Part of the Writing the City series of events at the Edinburgh International Book Festival, this was a conversation between academic and urbanist Richard Sennett and novelist and psychogeographer Will Self.
The pair started out with the jumping off point of Italo Calvino’s invisible cities, the early 70’s tome by Italo Calvino cleverly explores the fictionalised accounts of Marco Polo’s conversations with the great Khan. Many cities are described, through which Polo supposedly traveled, however as the book goes on you realise that they are all merely hyperbolic, warped reflections of one city: Venice.

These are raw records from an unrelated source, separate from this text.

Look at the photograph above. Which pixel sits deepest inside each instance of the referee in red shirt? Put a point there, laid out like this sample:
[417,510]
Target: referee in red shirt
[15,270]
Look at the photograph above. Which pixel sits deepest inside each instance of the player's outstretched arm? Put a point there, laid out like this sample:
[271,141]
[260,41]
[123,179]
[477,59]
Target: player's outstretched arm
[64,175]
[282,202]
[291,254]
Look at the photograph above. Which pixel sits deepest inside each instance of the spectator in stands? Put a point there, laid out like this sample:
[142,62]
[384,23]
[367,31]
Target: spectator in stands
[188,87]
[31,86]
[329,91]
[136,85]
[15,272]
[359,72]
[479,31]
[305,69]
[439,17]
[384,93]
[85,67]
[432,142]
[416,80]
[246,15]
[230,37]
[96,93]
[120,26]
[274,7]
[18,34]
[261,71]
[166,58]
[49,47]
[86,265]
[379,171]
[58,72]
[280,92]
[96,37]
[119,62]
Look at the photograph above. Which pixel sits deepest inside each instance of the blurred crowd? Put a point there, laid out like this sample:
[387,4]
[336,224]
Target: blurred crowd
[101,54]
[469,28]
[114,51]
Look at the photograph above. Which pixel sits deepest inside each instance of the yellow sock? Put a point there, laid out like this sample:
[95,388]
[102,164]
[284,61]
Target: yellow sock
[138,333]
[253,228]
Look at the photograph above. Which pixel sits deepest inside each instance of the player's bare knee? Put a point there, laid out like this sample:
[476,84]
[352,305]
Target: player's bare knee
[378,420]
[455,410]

Insight into the work was especially poignant as Sennett, who knew Calvino, recounted their trips around Manhattan. Calvino apparently navigated and experienced the city in a unique, meticulous, and above all observational fashion… Self pointed out clearly, that Calvino had not been raised in a city himself. With talk of different ways of navigating urban form, Self increasingly raised the points of urban experience today being merely an expression of the profit / time metric; tapping into the history of the situationists and the commodification of urban space and life.
The pitfalls of legibility and over-simplification of our experience of the built environment (i.e. navigating solely by google maps etc) and the detraction this has from the urban experience are tied into this. The conversation raised the notion of “location vs orientation” and our increasing acknowledgement of knowing where we are but being disconnected from its inherent qualities.
With regards to my own research, the character and identity of a place is intrinsically tied to the specific, human experience of being there and interacting with the inhabitants and urban spaces. However, it did make me think that, in trying to distil or project the imagined notion of an entire nation into a piece of architecture, it is almost impossible to avoid the location vs orientation argument above. A nation itself is a huge, broad, and almost imagined construct. It is an ideal, some kind of platonic pure form… and by this dint lends itself more to an abstraction of place rather than specific experience. It has to, it is the cliche “all things to all people.”
And this is where I really begin to ramble.
Historically it brought to mind where this split of location vs orientation actually occurred, From Self’s descriptions and wider reading, it is obviously bound up with the commodification of space and the systems of capitalism and commercialisation which we all inhabit. This, obviously is tied up with commercial society itself, in part born out of the rationality and experiential philosophy of the Scottish enlightenment… Hume, Smith etc. Around this time the New Town was developed along these lines, and the Hume Walk was established on the public space of Edinburgh’s Calton Hill.
The Hume Walk views the town and the wider country as a series of vistas, each composed and laid up at a distance by the merit of Calton Hill as a vantage point from which to view the city. The hill was in this way removed, much like the way in which we view google maps today, or our experience of urban space through the time/money/efficiency metric. The space, the city, was commodified into views, set pieces devoid of actual contact. Was the Hume walk a forerunner of the time and money metric which so governs our urban experience?
The development of the New Town was also key to this, and when the conversation eventually meandered to discussion of Edinburgh itself, provoked the comments from Will Self that the new town was now a place of “shadow streets… antiseptic and denuded.” The “sepulchral vibe” Self described the locale was having I though was perhaps a little strong (I myself lived in the New Town for a period and never found it that devoid of real life at all). But if commodification is a result of our commercial society, then surely the rational urban geometries of the new town are a result of this development? “Form follows finance” uttered Self, and this holds true with the new town. We know that Adam’s labours over the size and shape of the drawing room, this new space of social interaction so key to enlightenment ideology, was also driven in part by profit. The very fact this space of social interaction and cross pollination of ideas was now private property not a public close or wynd as in the old town, and not those fermenters of the enlightenment themselves, the public house.
On an urban scale, the sequencing of the open spaces in the new town exists to break up the monotony and placelessness of the grid form. Most tellingly however, is the fact that these spaces are not, in-fact public at all. They are private, gated parks and green gardens with the key-holders the owners and feuars of the grand townhouses which line the streets. The streets themselves becoming separated sterile, a far cry from a space of interaction. To the private citizen, the streetscape is just as gated and closed off as any warren.